I remember watching my mom make clothes, doll clothes, and other items on the Singer sewing machine. Pins in her mouth, scissors in hand, she’d pin, trace, and cut a pattern and then magically sew it into something spectacular. I don’t remember how many times I asked, or how old I was when she finally agreed, but one day I finally got to learn how.
We went to the store and I got to pick out an easy pattern. Mom showed me how to read the back to figure out how much material I’d need as we browsed through bolt after bolt of fabric. I couldn’t get enough of all the colors and textures, but finally settled on something. Then it was off to pick out thread, zippers, and other necessary notions. I had no idea so much happened before even starting the project.
I had no idea so much happened before even starting the project.
Once home with the loot, Mom helped me fold the fabric so that the pattern would line up correctly. She supervised while I carefully cut out the tissue paper pieces of the pattern and helped me line them up correctly on the fabric. I was so ready to start cutting them out, but Mom said I had to pin the tissue paper to the fabric first. My small fingers weren’t overly dexterous, still aren’t, but I managed to get it done. And then, finally, it was time to cut!
Mom supervised while I carefully cut out each piece on the appropriate line for my size, being careful not to cut through the pins. I felt so grown up being allowed to use the special fabric scissors. When each piece was cut, it was time to learn to read the pattern instructions on pinning it all together and what the heck “right side to right side” meant. Turns out, that’s actually pretty important, but I still think “pretty side to pretty side” would be less confusing.
I quickly realized that the pinning part is not a lot of fun, but Mom told me it was necessary or it wouldn’t sew up right on the machine. So, I suffered through it one pin at a time. It wasn’t until years later I figured out how to do the pins in the mouth thing I always saw Mom doing, so I also got poked a lot messing around with the pin cushion.
Finally, though, the pinning for the first part was done and I got to sew…or so I thought. But Mom was worried I might be a little young to use the machine on my own, so at first, we did it like we had when she came to my nursery school class to make beanbags, and she sewed while I watched. After some pleading, she finally relented to let me use the Singer under her supervision. I managed to refrain from twirling around in excitement, but I sure wanted to!
Before I was allowed to sew my project, Mom pulled out some spare scraps from her ever-growing scrap bag and gave me a lesson on the presser foot, going forward and backward, keeping constant pressure on the pedal, and keeping my fingers out of the way. I’m pretty sure there were parts were I was sticking my tongue out with the effort of concentrating, but I finally sewed the scrap to Mom’s satisfaction and was allowed to sew part of my very first project!
We continued this way, pinning per the pattern instructions and sewing it together. It took far longer than it would’ve taken Mom to do the project herself, but we both have fond memories
of sharing this time while I learned a life skill. I don’t remember what the first project was, but it certainly laid the foundation for a lot that came later.

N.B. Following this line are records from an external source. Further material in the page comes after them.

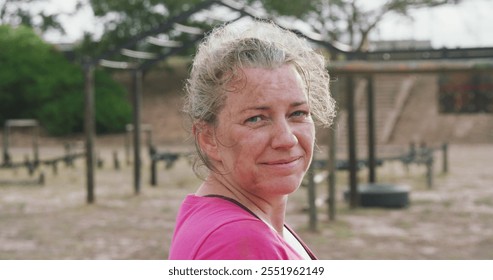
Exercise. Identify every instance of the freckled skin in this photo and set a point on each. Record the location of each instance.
(265, 133)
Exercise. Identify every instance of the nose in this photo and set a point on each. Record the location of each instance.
(283, 136)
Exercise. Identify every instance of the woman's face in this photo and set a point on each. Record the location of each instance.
(265, 134)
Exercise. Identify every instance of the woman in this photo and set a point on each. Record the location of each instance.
(253, 96)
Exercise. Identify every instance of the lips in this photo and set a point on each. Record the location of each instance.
(284, 161)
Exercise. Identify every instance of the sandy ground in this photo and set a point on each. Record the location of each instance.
(451, 220)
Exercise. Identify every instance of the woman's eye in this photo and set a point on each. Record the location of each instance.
(254, 119)
(300, 114)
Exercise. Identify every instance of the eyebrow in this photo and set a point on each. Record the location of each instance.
(265, 108)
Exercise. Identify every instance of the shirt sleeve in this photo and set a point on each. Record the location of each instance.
(242, 240)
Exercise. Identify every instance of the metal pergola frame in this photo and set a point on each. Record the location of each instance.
(357, 63)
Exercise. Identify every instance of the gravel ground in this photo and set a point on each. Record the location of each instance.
(451, 220)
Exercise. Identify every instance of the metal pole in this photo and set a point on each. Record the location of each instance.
(353, 168)
(332, 173)
(445, 157)
(371, 132)
(331, 166)
(312, 208)
(137, 94)
(36, 145)
(5, 144)
(89, 129)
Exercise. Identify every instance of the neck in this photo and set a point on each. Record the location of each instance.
(269, 209)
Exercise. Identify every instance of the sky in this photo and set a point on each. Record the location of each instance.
(469, 24)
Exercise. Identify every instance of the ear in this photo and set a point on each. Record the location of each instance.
(206, 140)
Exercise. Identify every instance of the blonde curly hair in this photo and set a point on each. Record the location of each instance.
(229, 48)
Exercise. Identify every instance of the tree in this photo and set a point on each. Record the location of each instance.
(346, 21)
(22, 12)
(126, 19)
(36, 81)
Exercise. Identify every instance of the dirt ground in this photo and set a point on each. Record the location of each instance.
(451, 220)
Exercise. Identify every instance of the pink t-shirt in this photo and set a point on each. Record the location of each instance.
(213, 228)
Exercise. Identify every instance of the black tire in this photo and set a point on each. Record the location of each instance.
(382, 195)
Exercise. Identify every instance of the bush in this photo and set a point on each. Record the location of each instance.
(36, 81)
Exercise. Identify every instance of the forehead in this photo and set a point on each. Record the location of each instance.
(255, 85)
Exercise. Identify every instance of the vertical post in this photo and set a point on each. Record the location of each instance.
(5, 144)
(353, 168)
(445, 157)
(312, 208)
(35, 144)
(371, 132)
(137, 92)
(331, 166)
(89, 128)
(429, 171)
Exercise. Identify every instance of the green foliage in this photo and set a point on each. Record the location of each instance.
(36, 81)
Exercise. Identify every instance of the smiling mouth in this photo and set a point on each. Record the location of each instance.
(283, 161)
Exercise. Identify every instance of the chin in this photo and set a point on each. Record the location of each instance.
(282, 186)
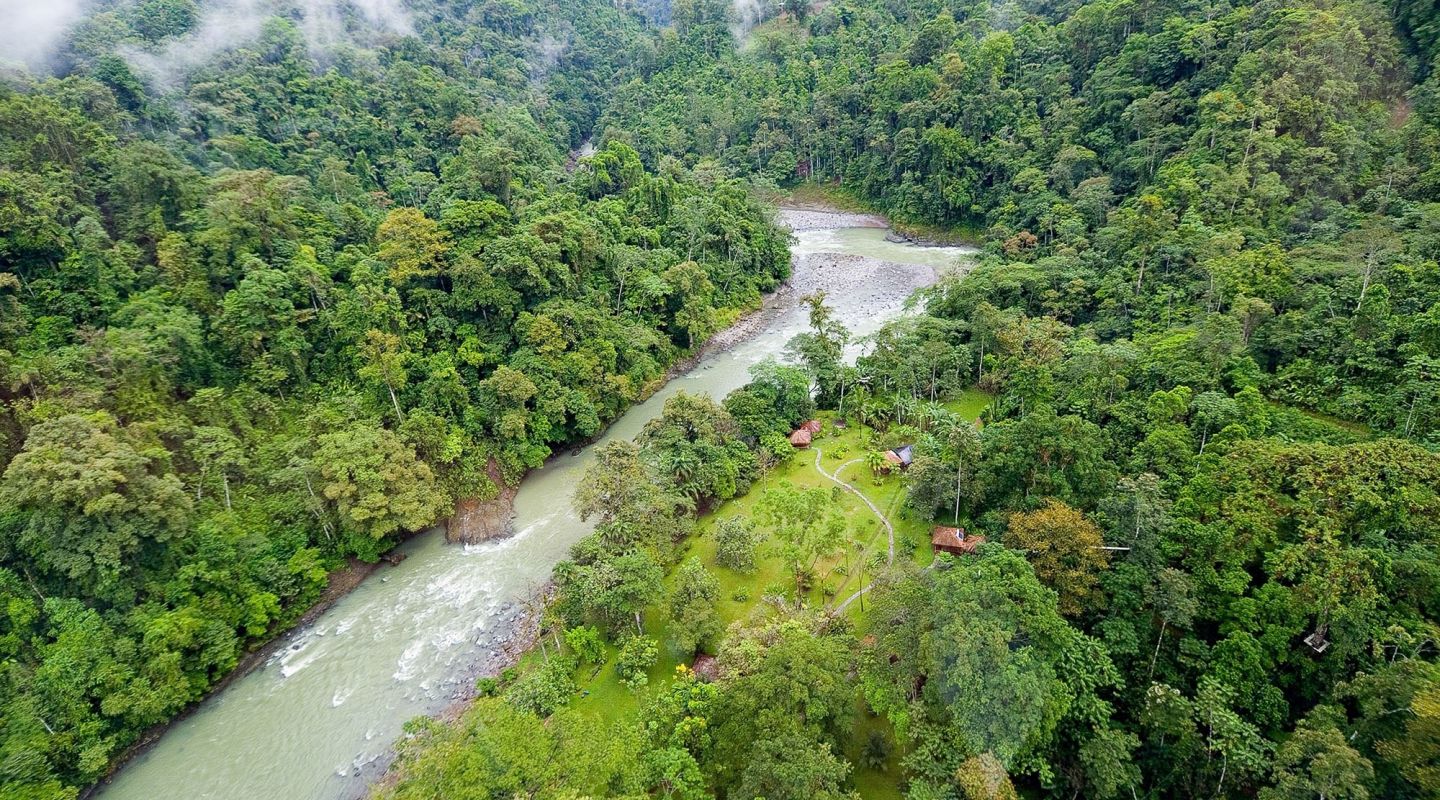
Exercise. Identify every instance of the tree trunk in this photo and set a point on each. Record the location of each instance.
(1157, 653)
(396, 403)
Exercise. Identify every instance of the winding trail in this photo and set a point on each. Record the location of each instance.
(890, 530)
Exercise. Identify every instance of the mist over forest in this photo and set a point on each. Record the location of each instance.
(1138, 498)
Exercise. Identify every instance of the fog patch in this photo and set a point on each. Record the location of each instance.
(226, 25)
(745, 15)
(30, 30)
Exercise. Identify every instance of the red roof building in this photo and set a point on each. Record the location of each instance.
(954, 541)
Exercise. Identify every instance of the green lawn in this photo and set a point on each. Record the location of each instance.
(740, 594)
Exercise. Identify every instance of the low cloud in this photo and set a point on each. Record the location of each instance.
(30, 30)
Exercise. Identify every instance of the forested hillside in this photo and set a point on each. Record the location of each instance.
(1259, 176)
(285, 307)
(1208, 317)
(275, 304)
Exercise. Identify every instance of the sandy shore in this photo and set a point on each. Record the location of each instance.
(812, 216)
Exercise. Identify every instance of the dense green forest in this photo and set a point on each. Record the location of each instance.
(285, 305)
(291, 305)
(1208, 312)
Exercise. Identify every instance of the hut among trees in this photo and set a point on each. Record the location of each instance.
(954, 541)
(805, 433)
(902, 456)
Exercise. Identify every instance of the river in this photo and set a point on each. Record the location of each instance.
(317, 720)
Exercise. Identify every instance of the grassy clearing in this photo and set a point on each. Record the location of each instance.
(742, 594)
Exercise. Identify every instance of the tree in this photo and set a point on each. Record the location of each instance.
(412, 245)
(791, 767)
(822, 348)
(984, 777)
(91, 494)
(376, 482)
(693, 619)
(1066, 550)
(736, 543)
(801, 538)
(1318, 761)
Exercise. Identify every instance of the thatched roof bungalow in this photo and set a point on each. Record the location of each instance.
(902, 456)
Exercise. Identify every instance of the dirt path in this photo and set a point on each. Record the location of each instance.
(890, 530)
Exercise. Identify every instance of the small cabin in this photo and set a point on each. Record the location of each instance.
(902, 456)
(954, 541)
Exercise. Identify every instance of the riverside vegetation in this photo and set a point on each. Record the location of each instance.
(288, 308)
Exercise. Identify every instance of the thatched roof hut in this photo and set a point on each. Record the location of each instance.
(902, 456)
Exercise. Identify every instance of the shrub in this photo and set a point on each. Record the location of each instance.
(546, 688)
(736, 541)
(586, 645)
(637, 656)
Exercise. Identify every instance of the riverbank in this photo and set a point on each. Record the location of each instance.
(412, 642)
(339, 583)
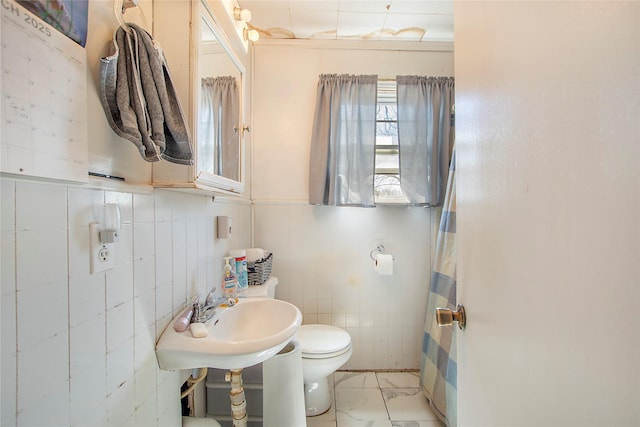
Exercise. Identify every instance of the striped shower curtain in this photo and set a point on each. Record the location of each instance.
(438, 370)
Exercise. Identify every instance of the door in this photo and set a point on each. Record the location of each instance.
(548, 212)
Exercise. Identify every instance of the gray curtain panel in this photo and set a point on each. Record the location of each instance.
(342, 169)
(218, 127)
(425, 135)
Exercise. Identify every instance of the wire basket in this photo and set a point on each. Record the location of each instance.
(259, 271)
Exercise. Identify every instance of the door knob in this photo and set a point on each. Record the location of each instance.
(446, 316)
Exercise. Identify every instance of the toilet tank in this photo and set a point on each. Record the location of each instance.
(266, 290)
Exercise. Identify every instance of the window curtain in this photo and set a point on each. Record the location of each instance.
(218, 126)
(425, 135)
(342, 168)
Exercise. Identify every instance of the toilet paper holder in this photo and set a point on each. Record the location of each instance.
(379, 248)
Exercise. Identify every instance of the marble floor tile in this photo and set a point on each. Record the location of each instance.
(348, 420)
(398, 379)
(355, 380)
(407, 404)
(417, 424)
(361, 404)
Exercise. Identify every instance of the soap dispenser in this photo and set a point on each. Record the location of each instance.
(229, 281)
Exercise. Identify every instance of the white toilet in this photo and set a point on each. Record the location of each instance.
(324, 349)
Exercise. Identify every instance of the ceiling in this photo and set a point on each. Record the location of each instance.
(401, 20)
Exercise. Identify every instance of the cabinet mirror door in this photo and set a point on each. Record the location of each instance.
(219, 86)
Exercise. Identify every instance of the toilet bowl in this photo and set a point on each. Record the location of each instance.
(324, 349)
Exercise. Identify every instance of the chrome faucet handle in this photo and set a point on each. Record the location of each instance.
(210, 298)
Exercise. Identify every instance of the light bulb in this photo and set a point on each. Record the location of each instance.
(242, 14)
(251, 35)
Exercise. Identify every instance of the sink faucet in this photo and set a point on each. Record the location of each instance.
(204, 312)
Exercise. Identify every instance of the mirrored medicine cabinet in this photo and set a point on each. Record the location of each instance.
(212, 96)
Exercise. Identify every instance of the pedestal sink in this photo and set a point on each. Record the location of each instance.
(244, 335)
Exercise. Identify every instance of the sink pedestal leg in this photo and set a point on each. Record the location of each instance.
(238, 402)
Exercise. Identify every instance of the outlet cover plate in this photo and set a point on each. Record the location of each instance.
(102, 255)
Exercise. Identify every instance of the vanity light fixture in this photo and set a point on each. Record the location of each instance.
(251, 35)
(242, 14)
(102, 236)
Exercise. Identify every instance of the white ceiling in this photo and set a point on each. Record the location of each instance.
(402, 20)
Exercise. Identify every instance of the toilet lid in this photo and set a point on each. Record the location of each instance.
(323, 339)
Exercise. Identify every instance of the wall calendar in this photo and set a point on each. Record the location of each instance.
(44, 91)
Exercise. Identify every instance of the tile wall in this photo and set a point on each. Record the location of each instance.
(78, 348)
(321, 258)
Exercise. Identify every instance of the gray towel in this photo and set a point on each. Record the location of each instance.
(139, 98)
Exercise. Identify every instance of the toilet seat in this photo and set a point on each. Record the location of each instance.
(323, 341)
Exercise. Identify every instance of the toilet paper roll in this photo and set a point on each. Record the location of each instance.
(383, 264)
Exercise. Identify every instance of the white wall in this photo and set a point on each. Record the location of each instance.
(321, 254)
(77, 348)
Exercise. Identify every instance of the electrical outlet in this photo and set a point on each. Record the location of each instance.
(102, 255)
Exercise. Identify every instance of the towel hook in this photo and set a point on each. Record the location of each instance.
(379, 248)
(119, 7)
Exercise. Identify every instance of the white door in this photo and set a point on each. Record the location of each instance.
(548, 212)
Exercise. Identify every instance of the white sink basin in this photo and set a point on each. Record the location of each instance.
(244, 335)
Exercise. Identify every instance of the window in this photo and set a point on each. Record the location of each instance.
(387, 158)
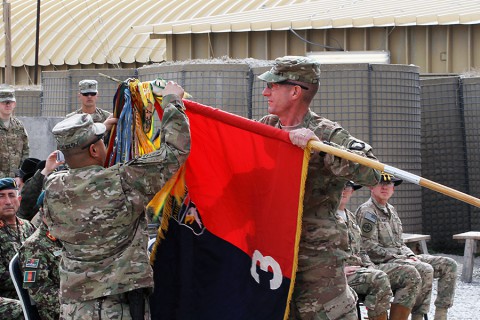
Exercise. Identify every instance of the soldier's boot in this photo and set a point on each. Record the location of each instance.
(399, 312)
(382, 316)
(417, 316)
(441, 314)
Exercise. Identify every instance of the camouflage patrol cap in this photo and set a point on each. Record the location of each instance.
(88, 86)
(7, 93)
(296, 68)
(77, 131)
(387, 178)
(8, 184)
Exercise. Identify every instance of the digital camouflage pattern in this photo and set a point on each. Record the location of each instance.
(39, 258)
(321, 289)
(382, 239)
(404, 280)
(14, 147)
(11, 240)
(99, 116)
(30, 192)
(366, 281)
(98, 214)
(10, 309)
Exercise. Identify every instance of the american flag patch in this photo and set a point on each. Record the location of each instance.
(29, 276)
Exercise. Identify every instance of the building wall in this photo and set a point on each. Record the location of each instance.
(434, 49)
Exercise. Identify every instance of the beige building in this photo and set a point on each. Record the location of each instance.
(440, 36)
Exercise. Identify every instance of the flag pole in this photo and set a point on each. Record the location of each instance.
(407, 176)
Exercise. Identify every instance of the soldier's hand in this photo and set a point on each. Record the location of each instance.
(51, 163)
(110, 122)
(300, 137)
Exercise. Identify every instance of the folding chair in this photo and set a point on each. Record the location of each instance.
(29, 308)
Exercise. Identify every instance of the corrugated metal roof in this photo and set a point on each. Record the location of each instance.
(100, 31)
(326, 14)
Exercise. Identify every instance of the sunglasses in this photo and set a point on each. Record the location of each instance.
(270, 84)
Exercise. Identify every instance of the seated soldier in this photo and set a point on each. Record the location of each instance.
(382, 239)
(371, 281)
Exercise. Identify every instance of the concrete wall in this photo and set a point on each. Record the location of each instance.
(40, 136)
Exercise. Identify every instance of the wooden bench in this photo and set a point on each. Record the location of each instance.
(470, 238)
(419, 238)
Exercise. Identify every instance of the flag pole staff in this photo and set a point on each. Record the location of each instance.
(407, 176)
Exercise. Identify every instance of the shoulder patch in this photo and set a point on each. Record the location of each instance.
(371, 217)
(29, 276)
(357, 145)
(32, 263)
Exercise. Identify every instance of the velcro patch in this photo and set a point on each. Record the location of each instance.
(371, 217)
(357, 145)
(32, 263)
(29, 276)
(367, 228)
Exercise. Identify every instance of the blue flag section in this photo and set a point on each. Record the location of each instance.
(200, 276)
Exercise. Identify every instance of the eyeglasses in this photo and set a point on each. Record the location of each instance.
(98, 138)
(86, 94)
(270, 84)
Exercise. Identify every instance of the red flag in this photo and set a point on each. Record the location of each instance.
(246, 180)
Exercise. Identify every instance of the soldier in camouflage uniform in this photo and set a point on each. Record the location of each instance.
(98, 214)
(382, 239)
(13, 136)
(39, 258)
(88, 95)
(13, 232)
(33, 188)
(369, 280)
(321, 290)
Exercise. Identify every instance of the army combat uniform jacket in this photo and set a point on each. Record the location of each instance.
(10, 242)
(323, 241)
(98, 215)
(367, 280)
(39, 260)
(382, 239)
(13, 147)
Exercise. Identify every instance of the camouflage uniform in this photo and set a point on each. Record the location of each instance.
(98, 214)
(13, 147)
(39, 260)
(10, 242)
(321, 290)
(11, 309)
(366, 281)
(404, 280)
(30, 192)
(382, 239)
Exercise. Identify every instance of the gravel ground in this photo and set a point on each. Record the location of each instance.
(467, 295)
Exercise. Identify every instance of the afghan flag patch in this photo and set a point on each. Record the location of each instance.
(29, 276)
(32, 263)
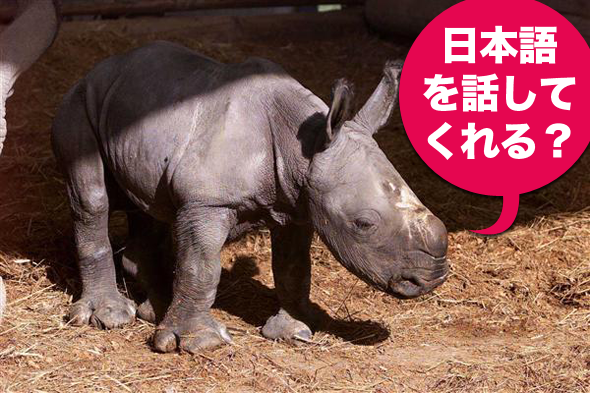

I loved to make my own clothes, dresses and skirts particularly. And when I got married (the first time) I even made my gown.
I don’t use it as much as I’d like to, but I’ve still got that trusty old Singer and I periodically have the opportunity to teach the sewing craft to others. Plus, I can repair and alter clothes that would otherwise become unwearable or have to be brought to a tailor. None of this would’ve happened without that first lesson from Mom.